Ilyrion gazed down upon Skylan Ivorson with sorrow and fond pride. He had chosen his time to die and he would not understand, at first, why his choice had been denied him. He would come to, eventually, as he would come to understand the choice Aylaen had made.

Ilyrion dipped her wings in salute and then turned her head and left them. Gliding over sea and over land, she flew among the clouds and the rain, the sun and wind, gazing down upon the world she had loved and claimed as her own for so long. At her death, she had let her blood rain down upon the world. In her rebirth, she rained down her joy, with each drop bringing life to a world that had been withering, dying.

Her world restored, Ilyrion shifted her gaze to the heavens, to blazing stars and worlds unnumbered and the vast expanse of boundless, limitless time through which she could fly free for eons upon eons. She lifted her head and spread her wings and soared into the universe.

The Great Dragon Ilyrion was going home.

 

CHAPTER

50

Skylan was adrift on a burning sea. Flames spread over an oil-covered surface, so that he was forced to dive into the dark water to escape them. His lungs bursting, he swam back to the surface to breathe, only to be burned in the fire.

He battled for days it seemed, tormented by pain and fear, longing to sink below the waves and give up the struggle. Every time he tried to let go, a touch, a voice, would call him back.

And then one day he wearily swam again to the surface to find that the flames had gone out. The night had ended. The sun was shining.

He opened his eyes. He was lying in a bed with a colorful blanket spread over him in an unfamiliar place—a crude wooden hut. Sunlight streamed through a door that was little more than a hole in the wall. The air was warm and smelled of green living things and the sea.

“You have come back to us,” said Dela Eden.

She was sitting on the floor beside his bed, which he could now see was low to the ground. Rising to her knees, she placed her arm under his head and lifted him and pressed a cup to his lips.

“Drink this,” she said.

He was thirsty and he drank. The liquid had a slightly bitter taste, but it eased his thirst.

Dela Eden gently laid him back on the bed.

“I want to see Aylaen,” Skylan said.

He expected to hear his voice and was startled when the words came out in a hoarse whisper.
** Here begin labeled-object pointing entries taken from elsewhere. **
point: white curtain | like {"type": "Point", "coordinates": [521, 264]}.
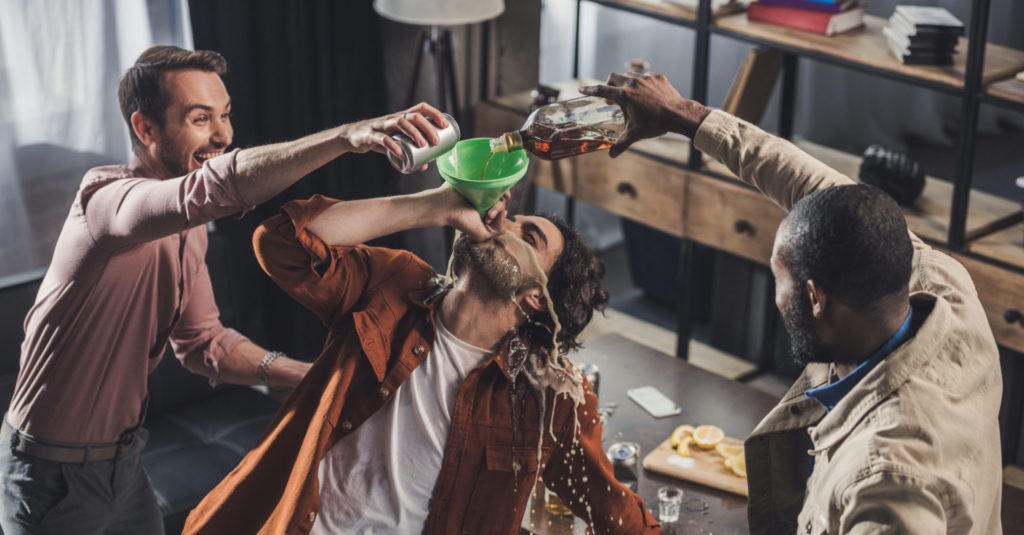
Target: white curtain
{"type": "Point", "coordinates": [59, 65]}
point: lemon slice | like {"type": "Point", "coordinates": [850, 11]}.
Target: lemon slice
{"type": "Point", "coordinates": [682, 430]}
{"type": "Point", "coordinates": [728, 450]}
{"type": "Point", "coordinates": [737, 464]}
{"type": "Point", "coordinates": [683, 448]}
{"type": "Point", "coordinates": [708, 436]}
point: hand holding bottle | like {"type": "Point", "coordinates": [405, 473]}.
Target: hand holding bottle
{"type": "Point", "coordinates": [651, 106]}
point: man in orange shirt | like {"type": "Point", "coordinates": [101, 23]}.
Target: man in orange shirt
{"type": "Point", "coordinates": [432, 408]}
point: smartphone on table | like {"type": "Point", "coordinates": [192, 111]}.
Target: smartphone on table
{"type": "Point", "coordinates": [652, 401]}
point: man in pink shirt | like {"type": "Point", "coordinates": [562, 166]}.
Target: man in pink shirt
{"type": "Point", "coordinates": [128, 275]}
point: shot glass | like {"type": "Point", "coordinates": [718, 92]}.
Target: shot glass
{"type": "Point", "coordinates": [669, 501]}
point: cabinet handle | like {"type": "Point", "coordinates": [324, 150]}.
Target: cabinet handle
{"type": "Point", "coordinates": [627, 189]}
{"type": "Point", "coordinates": [742, 227]}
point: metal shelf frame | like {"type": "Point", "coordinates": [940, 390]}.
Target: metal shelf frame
{"type": "Point", "coordinates": [971, 94]}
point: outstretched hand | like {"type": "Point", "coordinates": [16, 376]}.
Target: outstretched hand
{"type": "Point", "coordinates": [375, 134]}
{"type": "Point", "coordinates": [651, 106]}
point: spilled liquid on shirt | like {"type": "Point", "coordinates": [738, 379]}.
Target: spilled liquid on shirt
{"type": "Point", "coordinates": [545, 369]}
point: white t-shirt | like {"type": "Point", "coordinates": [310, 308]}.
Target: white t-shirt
{"type": "Point", "coordinates": [381, 477]}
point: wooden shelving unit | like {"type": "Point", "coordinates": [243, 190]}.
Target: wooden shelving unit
{"type": "Point", "coordinates": [984, 231]}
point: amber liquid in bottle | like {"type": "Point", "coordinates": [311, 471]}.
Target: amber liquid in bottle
{"type": "Point", "coordinates": [548, 143]}
{"type": "Point", "coordinates": [566, 128]}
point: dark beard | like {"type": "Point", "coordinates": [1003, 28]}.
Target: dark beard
{"type": "Point", "coordinates": [172, 164]}
{"type": "Point", "coordinates": [800, 325]}
{"type": "Point", "coordinates": [499, 270]}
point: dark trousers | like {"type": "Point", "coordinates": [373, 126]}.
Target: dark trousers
{"type": "Point", "coordinates": [112, 497]}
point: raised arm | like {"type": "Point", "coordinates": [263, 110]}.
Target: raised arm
{"type": "Point", "coordinates": [652, 107]}
{"type": "Point", "coordinates": [313, 251]}
{"type": "Point", "coordinates": [133, 210]}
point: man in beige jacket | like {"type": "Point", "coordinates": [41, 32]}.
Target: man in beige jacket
{"type": "Point", "coordinates": [892, 427]}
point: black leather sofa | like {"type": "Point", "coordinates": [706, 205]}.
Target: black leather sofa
{"type": "Point", "coordinates": [197, 434]}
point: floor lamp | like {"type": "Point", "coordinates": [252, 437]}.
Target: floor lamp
{"type": "Point", "coordinates": [437, 42]}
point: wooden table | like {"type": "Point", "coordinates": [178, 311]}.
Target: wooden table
{"type": "Point", "coordinates": [705, 398]}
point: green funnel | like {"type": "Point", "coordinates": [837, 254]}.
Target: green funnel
{"type": "Point", "coordinates": [462, 168]}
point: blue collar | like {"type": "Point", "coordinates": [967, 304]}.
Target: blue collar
{"type": "Point", "coordinates": [829, 395]}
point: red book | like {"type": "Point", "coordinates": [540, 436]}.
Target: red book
{"type": "Point", "coordinates": [817, 22]}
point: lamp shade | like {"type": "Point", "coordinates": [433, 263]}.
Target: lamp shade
{"type": "Point", "coordinates": [439, 12]}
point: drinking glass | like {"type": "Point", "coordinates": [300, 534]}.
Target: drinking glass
{"type": "Point", "coordinates": [669, 500]}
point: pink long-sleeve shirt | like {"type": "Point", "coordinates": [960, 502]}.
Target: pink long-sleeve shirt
{"type": "Point", "coordinates": [128, 275]}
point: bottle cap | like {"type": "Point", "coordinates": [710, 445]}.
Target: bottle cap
{"type": "Point", "coordinates": [498, 145]}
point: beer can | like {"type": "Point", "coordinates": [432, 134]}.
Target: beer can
{"type": "Point", "coordinates": [593, 375]}
{"type": "Point", "coordinates": [416, 156]}
{"type": "Point", "coordinates": [625, 457]}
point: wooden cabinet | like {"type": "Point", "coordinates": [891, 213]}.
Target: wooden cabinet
{"type": "Point", "coordinates": [651, 184]}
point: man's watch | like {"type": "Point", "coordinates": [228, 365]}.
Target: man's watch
{"type": "Point", "coordinates": [263, 370]}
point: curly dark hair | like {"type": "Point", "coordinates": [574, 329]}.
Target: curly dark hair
{"type": "Point", "coordinates": [852, 240]}
{"type": "Point", "coordinates": [574, 284]}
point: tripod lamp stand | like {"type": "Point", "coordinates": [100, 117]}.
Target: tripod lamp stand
{"type": "Point", "coordinates": [437, 42]}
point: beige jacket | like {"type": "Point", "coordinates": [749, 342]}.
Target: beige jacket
{"type": "Point", "coordinates": [914, 446]}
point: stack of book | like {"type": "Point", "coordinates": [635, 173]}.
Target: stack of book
{"type": "Point", "coordinates": [821, 16]}
{"type": "Point", "coordinates": [922, 35]}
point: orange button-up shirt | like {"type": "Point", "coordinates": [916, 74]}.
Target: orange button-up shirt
{"type": "Point", "coordinates": [380, 305]}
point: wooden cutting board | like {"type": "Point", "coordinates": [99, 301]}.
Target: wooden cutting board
{"type": "Point", "coordinates": [704, 466]}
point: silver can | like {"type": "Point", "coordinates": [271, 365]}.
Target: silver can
{"type": "Point", "coordinates": [625, 457]}
{"type": "Point", "coordinates": [416, 157]}
{"type": "Point", "coordinates": [593, 375]}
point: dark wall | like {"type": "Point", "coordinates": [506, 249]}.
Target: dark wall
{"type": "Point", "coordinates": [294, 69]}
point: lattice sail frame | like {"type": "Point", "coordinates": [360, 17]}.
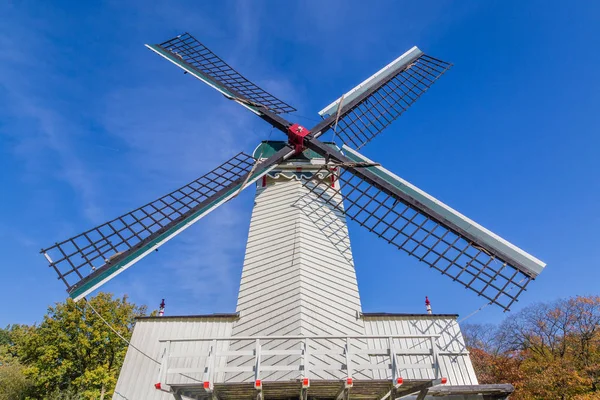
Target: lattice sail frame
{"type": "Point", "coordinates": [195, 54]}
{"type": "Point", "coordinates": [362, 122]}
{"type": "Point", "coordinates": [104, 248]}
{"type": "Point", "coordinates": [421, 236]}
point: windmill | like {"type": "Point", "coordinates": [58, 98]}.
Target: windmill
{"type": "Point", "coordinates": [338, 179]}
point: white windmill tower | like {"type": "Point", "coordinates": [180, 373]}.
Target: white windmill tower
{"type": "Point", "coordinates": [299, 330]}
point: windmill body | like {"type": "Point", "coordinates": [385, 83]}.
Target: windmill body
{"type": "Point", "coordinates": [298, 280]}
{"type": "Point", "coordinates": [299, 330]}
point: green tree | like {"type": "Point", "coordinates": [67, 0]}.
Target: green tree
{"type": "Point", "coordinates": [14, 384]}
{"type": "Point", "coordinates": [73, 350]}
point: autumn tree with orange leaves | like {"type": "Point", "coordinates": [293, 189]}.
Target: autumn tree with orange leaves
{"type": "Point", "coordinates": [547, 351]}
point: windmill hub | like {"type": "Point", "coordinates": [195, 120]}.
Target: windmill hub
{"type": "Point", "coordinates": [296, 134]}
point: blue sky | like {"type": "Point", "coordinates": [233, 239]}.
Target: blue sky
{"type": "Point", "coordinates": [92, 124]}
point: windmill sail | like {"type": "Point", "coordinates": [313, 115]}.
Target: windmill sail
{"type": "Point", "coordinates": [88, 260]}
{"type": "Point", "coordinates": [371, 106]}
{"type": "Point", "coordinates": [192, 56]}
{"type": "Point", "coordinates": [434, 233]}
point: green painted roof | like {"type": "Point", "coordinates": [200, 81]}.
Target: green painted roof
{"type": "Point", "coordinates": [267, 148]}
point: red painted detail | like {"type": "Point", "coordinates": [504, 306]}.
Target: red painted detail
{"type": "Point", "coordinates": [296, 134]}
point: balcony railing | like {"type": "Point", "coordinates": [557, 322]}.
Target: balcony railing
{"type": "Point", "coordinates": [205, 362]}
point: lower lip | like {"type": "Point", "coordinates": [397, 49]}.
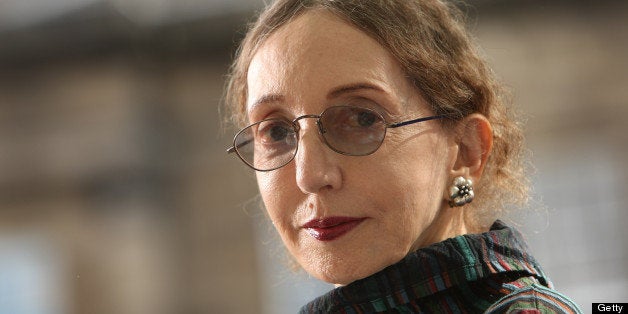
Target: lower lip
{"type": "Point", "coordinates": [334, 232]}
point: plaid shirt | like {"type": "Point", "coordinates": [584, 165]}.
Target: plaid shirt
{"type": "Point", "coordinates": [474, 273]}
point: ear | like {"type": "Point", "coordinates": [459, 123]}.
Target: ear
{"type": "Point", "coordinates": [474, 138]}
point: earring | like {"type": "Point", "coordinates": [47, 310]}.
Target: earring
{"type": "Point", "coordinates": [461, 192]}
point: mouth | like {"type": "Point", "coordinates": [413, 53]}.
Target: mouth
{"type": "Point", "coordinates": [331, 228]}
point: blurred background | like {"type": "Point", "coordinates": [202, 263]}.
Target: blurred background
{"type": "Point", "coordinates": [116, 195]}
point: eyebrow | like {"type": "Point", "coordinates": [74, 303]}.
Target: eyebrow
{"type": "Point", "coordinates": [336, 92]}
{"type": "Point", "coordinates": [269, 98]}
{"type": "Point", "coordinates": [345, 89]}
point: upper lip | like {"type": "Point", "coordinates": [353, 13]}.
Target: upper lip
{"type": "Point", "coordinates": [328, 222]}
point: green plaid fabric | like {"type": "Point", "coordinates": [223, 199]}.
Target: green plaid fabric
{"type": "Point", "coordinates": [474, 273]}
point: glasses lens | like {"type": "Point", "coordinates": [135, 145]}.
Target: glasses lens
{"type": "Point", "coordinates": [352, 130]}
{"type": "Point", "coordinates": [267, 145]}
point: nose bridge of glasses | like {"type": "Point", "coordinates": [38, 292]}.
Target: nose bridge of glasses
{"type": "Point", "coordinates": [307, 116]}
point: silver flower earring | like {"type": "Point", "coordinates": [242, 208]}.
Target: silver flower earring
{"type": "Point", "coordinates": [461, 192]}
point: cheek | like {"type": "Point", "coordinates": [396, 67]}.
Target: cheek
{"type": "Point", "coordinates": [279, 197]}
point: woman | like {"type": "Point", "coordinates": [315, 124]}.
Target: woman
{"type": "Point", "coordinates": [383, 154]}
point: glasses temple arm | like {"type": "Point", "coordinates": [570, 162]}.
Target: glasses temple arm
{"type": "Point", "coordinates": [396, 125]}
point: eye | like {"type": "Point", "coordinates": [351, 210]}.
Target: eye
{"type": "Point", "coordinates": [366, 118]}
{"type": "Point", "coordinates": [358, 117]}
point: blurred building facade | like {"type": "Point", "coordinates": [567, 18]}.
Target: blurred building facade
{"type": "Point", "coordinates": [116, 195]}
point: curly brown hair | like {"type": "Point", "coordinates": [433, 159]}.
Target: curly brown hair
{"type": "Point", "coordinates": [431, 43]}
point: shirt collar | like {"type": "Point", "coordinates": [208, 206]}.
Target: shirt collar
{"type": "Point", "coordinates": [441, 266]}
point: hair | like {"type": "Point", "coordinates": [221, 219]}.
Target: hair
{"type": "Point", "coordinates": [431, 43]}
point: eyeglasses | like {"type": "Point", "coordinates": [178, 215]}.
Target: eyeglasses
{"type": "Point", "coordinates": [348, 130]}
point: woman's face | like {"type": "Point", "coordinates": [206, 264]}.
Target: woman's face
{"type": "Point", "coordinates": [345, 217]}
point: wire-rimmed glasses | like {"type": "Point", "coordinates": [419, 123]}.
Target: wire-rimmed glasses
{"type": "Point", "coordinates": [349, 130]}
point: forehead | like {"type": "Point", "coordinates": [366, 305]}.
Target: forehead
{"type": "Point", "coordinates": [316, 52]}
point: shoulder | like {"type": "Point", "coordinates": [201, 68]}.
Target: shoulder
{"type": "Point", "coordinates": [534, 299]}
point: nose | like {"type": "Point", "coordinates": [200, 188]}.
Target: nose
{"type": "Point", "coordinates": [317, 167]}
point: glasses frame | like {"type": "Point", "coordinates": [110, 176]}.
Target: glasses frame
{"type": "Point", "coordinates": [322, 131]}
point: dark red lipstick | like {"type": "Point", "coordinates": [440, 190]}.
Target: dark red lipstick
{"type": "Point", "coordinates": [330, 228]}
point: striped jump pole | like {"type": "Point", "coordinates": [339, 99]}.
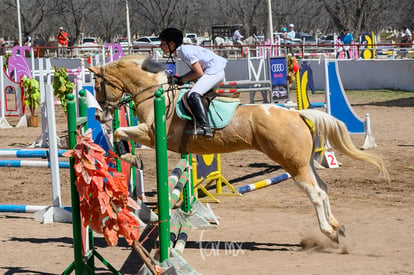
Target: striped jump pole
{"type": "Point", "coordinates": [244, 86]}
{"type": "Point", "coordinates": [263, 183]}
{"type": "Point", "coordinates": [20, 208]}
{"type": "Point", "coordinates": [27, 153]}
{"type": "Point", "coordinates": [30, 163]}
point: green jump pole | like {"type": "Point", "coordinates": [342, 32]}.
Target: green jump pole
{"type": "Point", "coordinates": [76, 220]}
{"type": "Point", "coordinates": [162, 173]}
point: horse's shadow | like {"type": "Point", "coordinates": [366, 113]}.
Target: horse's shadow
{"type": "Point", "coordinates": [267, 169]}
{"type": "Point", "coordinates": [400, 102]}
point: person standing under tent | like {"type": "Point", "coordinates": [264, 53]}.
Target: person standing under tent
{"type": "Point", "coordinates": [207, 69]}
{"type": "Point", "coordinates": [346, 41]}
{"type": "Point", "coordinates": [62, 42]}
{"type": "Point", "coordinates": [406, 37]}
{"type": "Point", "coordinates": [237, 37]}
{"type": "Point", "coordinates": [289, 37]}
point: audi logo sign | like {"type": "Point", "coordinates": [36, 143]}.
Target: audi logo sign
{"type": "Point", "coordinates": [278, 70]}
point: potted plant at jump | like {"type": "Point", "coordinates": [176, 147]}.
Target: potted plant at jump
{"type": "Point", "coordinates": [31, 99]}
{"type": "Point", "coordinates": [62, 86]}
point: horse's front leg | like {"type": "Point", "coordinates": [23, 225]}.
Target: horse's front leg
{"type": "Point", "coordinates": [140, 134]}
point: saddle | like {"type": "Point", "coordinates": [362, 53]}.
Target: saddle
{"type": "Point", "coordinates": [220, 110]}
{"type": "Point", "coordinates": [220, 107]}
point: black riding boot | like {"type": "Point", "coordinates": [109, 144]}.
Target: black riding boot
{"type": "Point", "coordinates": [200, 113]}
“She is resting,” said Dela Eden.

“Is she all right? She is not hurt,” Skylan pressed.

Dela Eden smiled. “Drink some more. You have nearly burnt up with the fever.”

He obeyed, sipping the liquid and looking around at his strange surroundings. “Where am I?”

“You are in a hut in the Cyclopes village,” said Dela Eden. “We found you dead on the battlefield. The great dragon healed your wounds and we brought you here to tend to you. Now you must sleep.”

He was weary, but he could not rest, not until he knew what had happened.

“The battle…,” said Skylan. “My men…”

“Ilyrion struck terror into the hearts of the Sinarians and they fled. Their ships all burned. They will have to walk home. A very long walk,” Dela Eden said drily.

“What of the tally of the dead?” Skylan asked.

“Erdmun was killed, as well as the ogre shaman, Raven's-foot, and many others, though not so many as you might think. We built a pyre on the beach below the ruins of the stormhold and sent their souls to the Gods of Raj.”